Online Domain Adaptive Classification for Mobile-to-Edge Computing

Abstract

A key challenge of today’s systems is the mismatch between the high computational demands of modern neural network models for data analysis and the severely limited resources of mobile devices. Existing solutions focus on model simplification and task offloading to compute-capable edge servers. The former often leads to performance degradation, whereas the latter requires the transfer of information-rich signals and is subject to the impairments of wireless channels. To address these issues, a framework that establishes a novel form of collaboration between mobile devices and edge servers is proposed herein. The core idea is to deploy lightweight models on mobile devices that are intelligently updated to match the current, and local, distribution of the samples being observed. The framework develops the temporal patterns of the samples to determine the optimal model update policy, as well as channel resources allocated to the mobile users. The performance of the proposed framework is evaluated via extensive experiments with both synthetic and real-world datasets.

Motivations

Offloading data to the edge server (ES) is inconvenient as it may clog a constrained communication channel and misuse a powerful computational resource, whereas a simpler classifier (albeit tailored to the specific domain) would suffice for most of the samples.
The limitations of a local classifier available at an mobile device (MD) prevent it from reaching high accuracy as well as performing a proper domain adaptation in the first place.

Contributions

A two-tier architecture is proposed that enables adaptive online retraining by leveraging the ES and MDs collaboratively. ES assists MDs by training lightweight classifiers using periodically estimated distribution parameters, turning the domain adaptation and online learning challenges into mutually supportive tasks.
Instead of relying on full data offloading, the framework minimizes raw data transmission by offloading only critical samples. This reduces network congestion and optimizes the use of limited communication bandwidth between MDs and the ES.
The framework delivers domain-specific, low-complexity classifiers tailored to each MD’s local data distribution, enabling real-time adaptation in resource-constrained settings.
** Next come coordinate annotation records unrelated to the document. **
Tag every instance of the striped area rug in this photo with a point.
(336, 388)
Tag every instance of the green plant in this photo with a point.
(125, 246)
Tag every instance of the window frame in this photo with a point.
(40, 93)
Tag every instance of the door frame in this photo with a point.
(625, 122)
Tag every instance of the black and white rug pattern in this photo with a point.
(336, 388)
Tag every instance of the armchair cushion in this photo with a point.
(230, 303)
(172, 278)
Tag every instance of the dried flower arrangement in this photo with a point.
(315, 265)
Its effectiveness is quantified through a detailed analysis of the tradeoff between classification accuracy and data offloading, along with a dynamic performance assessment under domain drift conditions.
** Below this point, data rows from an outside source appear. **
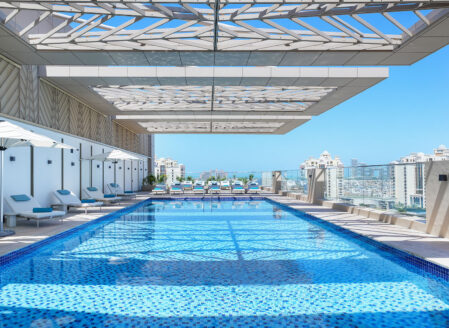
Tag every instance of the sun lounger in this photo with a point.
(94, 193)
(187, 185)
(225, 185)
(68, 199)
(117, 190)
(253, 188)
(214, 188)
(176, 189)
(199, 189)
(160, 189)
(238, 188)
(27, 207)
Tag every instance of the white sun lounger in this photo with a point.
(214, 188)
(253, 188)
(26, 206)
(68, 199)
(116, 189)
(94, 193)
(160, 189)
(199, 189)
(238, 188)
(176, 188)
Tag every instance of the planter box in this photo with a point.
(147, 188)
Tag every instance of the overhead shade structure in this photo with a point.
(12, 135)
(113, 156)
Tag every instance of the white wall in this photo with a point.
(128, 176)
(71, 176)
(60, 173)
(47, 176)
(119, 173)
(135, 175)
(97, 168)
Results for Synthetic Dataset

Accuracy: Due to variations in data domains, prediction accuracy is influenced by both the fraction of data offloaded to the edge server (ES) and the number of local adaptation domains (LADs) used in the local online domain-constrained classification. To capture this relationship, we define an objective function that depends on both the offloading fraction and the number of LADs. The results imply that by widening the range of the randomness for γ₁, the local classification domain (LCD) is more likely to move back and forth and with a faster shift speed. This increases the inefficiency of the current model for the classification of the samples. Thus, the model might need to be updated. However, the delay in updating the model decreases the probability of choosing the most adaptive model. As such, more samples must be offloaded to the ES for classification.

Results for Real-world Dataset (UNITE)

Recall: the figure shows the recall value for different scenarios without offloading samples to the ES. As seen in the figure, persistent updating of the model leads to high recall, which decreases if less frequent updating is used. This also leads to an increase in resource usage for the system. Furthermore, the results indicate that by increasing the shift speed, the recall decreases as well. Indeed, when the shift speed is low, the distribution of data does not change significantly, and thus, the current model provides good accuracy to the samples. On the other hand, increasing the shift speed leads to a momentous change in the distribution of the samples. As a result, the current model is not able to classify the samples accurately and a higher share is required to be offloaded to the ES. Hence, the offloading ratio increases.

Conclusion

In this paper, we proposed an online domain adaptive classification framework to perform a classification task leveraging the collaboration between an MD and the ES in a setting in which the distribution of the observed samples drifts over time. The proposed framework determines model updates and fine-grained offloading decisions. Simulation results implemented on both synthetic and real datasets reveal that the proposed framework can improve the accuracy of simple classifiers deployed at MDs while reducing resource usage. According to the results obtained from experiments, it is important to frequently update the model, possibly at every epoch, to get a satisfactory performance. However, this comes at a system cost, especially in terms of latency to receive the updated model.